« Aussi longtemps que les lions n'auront pas leur historien, les récits de chasse tourneront toujours à la gloire des chasseurs. » [Proverbe africain]

Avatar, symbole des luttes anticoloniales

19.02.2010
de: Elisabeth Brindesi dans: Actualités

«Nous sommes tous (toutes) des Navis». Un slogan de 1968 rafraîchi et qui pourrait devenir le cri de ralliement des peuples colonisés. Avatar, qui pulvérise tous les records cinématographiques, deviendrait-il aussi un symbole mondial anticolonialiste et écologiste?

Les Navis, c’est le nom de ces indigènes bleus, vivant dans leur forêt sacrée, en connexion avec la nature, les arbres et leurs ancêtres. Hélas, leur sous-sol, riche en minerai, est convoité par une compagnie minière, dont les mercenaires entendent bien déloger de gré ou de force ce peuple indésirable. Le film Avatar pulvérise tous les records cinématographiques et pourrait bien devenir aussi un symbole mondial anticolonialiste et écologiste. Un petit tour du monde pour s’en convaincre.
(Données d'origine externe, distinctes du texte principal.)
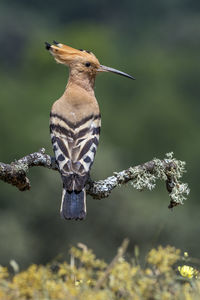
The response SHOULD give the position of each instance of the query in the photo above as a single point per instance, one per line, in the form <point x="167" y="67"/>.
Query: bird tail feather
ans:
<point x="73" y="205"/>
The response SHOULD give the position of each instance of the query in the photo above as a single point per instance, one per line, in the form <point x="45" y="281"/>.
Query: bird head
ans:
<point x="79" y="60"/>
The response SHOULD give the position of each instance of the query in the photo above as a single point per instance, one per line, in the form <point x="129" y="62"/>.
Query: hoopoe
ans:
<point x="75" y="123"/>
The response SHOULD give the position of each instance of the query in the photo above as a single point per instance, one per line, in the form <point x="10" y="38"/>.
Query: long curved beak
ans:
<point x="108" y="69"/>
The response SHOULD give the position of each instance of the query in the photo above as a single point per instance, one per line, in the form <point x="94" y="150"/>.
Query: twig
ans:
<point x="142" y="176"/>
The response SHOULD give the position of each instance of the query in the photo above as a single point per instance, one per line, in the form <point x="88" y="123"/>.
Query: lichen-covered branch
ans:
<point x="140" y="177"/>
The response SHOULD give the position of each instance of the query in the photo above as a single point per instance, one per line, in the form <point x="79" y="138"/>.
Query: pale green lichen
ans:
<point x="168" y="169"/>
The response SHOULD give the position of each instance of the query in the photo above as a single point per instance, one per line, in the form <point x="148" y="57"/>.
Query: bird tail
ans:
<point x="73" y="205"/>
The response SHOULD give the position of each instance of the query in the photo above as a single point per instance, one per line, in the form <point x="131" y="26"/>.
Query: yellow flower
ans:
<point x="187" y="271"/>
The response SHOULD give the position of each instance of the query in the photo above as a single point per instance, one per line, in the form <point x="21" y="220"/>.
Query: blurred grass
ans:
<point x="166" y="275"/>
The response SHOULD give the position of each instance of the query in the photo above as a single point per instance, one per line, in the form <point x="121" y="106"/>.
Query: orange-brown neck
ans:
<point x="84" y="80"/>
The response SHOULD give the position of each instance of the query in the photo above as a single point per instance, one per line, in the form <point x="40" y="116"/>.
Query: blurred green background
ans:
<point x="155" y="41"/>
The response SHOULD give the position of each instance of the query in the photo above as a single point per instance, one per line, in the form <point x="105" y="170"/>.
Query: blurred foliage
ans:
<point x="160" y="278"/>
<point x="155" y="41"/>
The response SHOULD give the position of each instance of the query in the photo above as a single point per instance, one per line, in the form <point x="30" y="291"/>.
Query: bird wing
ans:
<point x="75" y="145"/>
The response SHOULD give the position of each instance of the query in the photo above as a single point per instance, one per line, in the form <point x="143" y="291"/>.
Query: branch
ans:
<point x="142" y="176"/>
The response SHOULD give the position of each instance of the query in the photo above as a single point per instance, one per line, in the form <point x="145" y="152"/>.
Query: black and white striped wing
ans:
<point x="75" y="146"/>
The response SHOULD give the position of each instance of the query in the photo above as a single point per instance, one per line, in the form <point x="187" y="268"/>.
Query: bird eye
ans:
<point x="87" y="64"/>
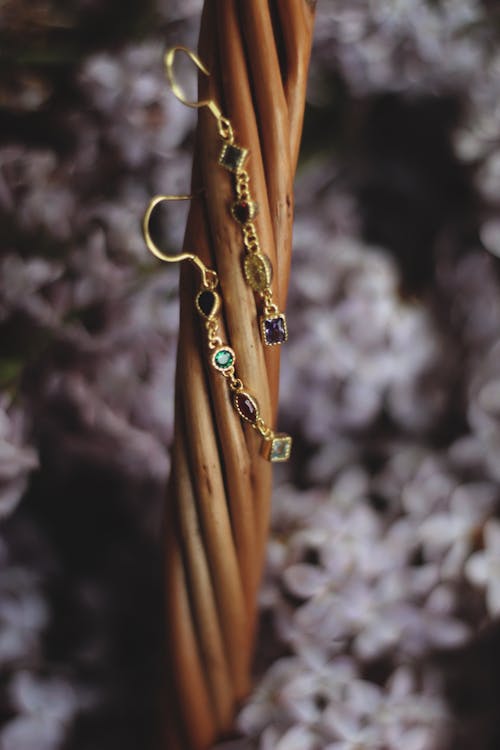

La Chine tout d’abord, où le film est déprogrammé. «Pour écrire son film, le réalisateur a dû certainement vivre en Chine plusieurs années», s'amuse Li Chengpeng, un blogueur très populaire. En Chine, les géants du bâtiment, chassent les paysans de chez eux pour s’emparer de leurs terres. Ces opérations sont menées par des escadrons privés, agissant en toute impunité, les redoutables cheng guan, qui n’ont rien à envier aux hommes de l’affreux colonel Miles Quaritch du film. «Les cheng guan pourraient presque demander un copyright à James Cameron», résumait, cette semaine, un autre internaute chinois.

Le week-end passé, des Palestiniens du village de Bil’in se sont déguisés en Navis, ces indigènes bleus, pour manifester face aux soldats israéliens. Bil’in est un village de Palestine, qui lutte pacifiquement pour sa survie. L’Etat d’Israël a en effet annexé près de 60% des terres villageoises. Soutenus par des activistes israéliens et internationaux, les habitants de Bil’in manifestent tous les vendredis devant ce chantier de la honte, bravant la violence de l’armée israélienne. Les gens de Bil’in l’affirment : «Avatar parle d’un peuple opprimé qui combat l’occupant, c’est ce qui se passe ici. Sauf qu’Avatar est un film, et chez nous c’est la réalité.»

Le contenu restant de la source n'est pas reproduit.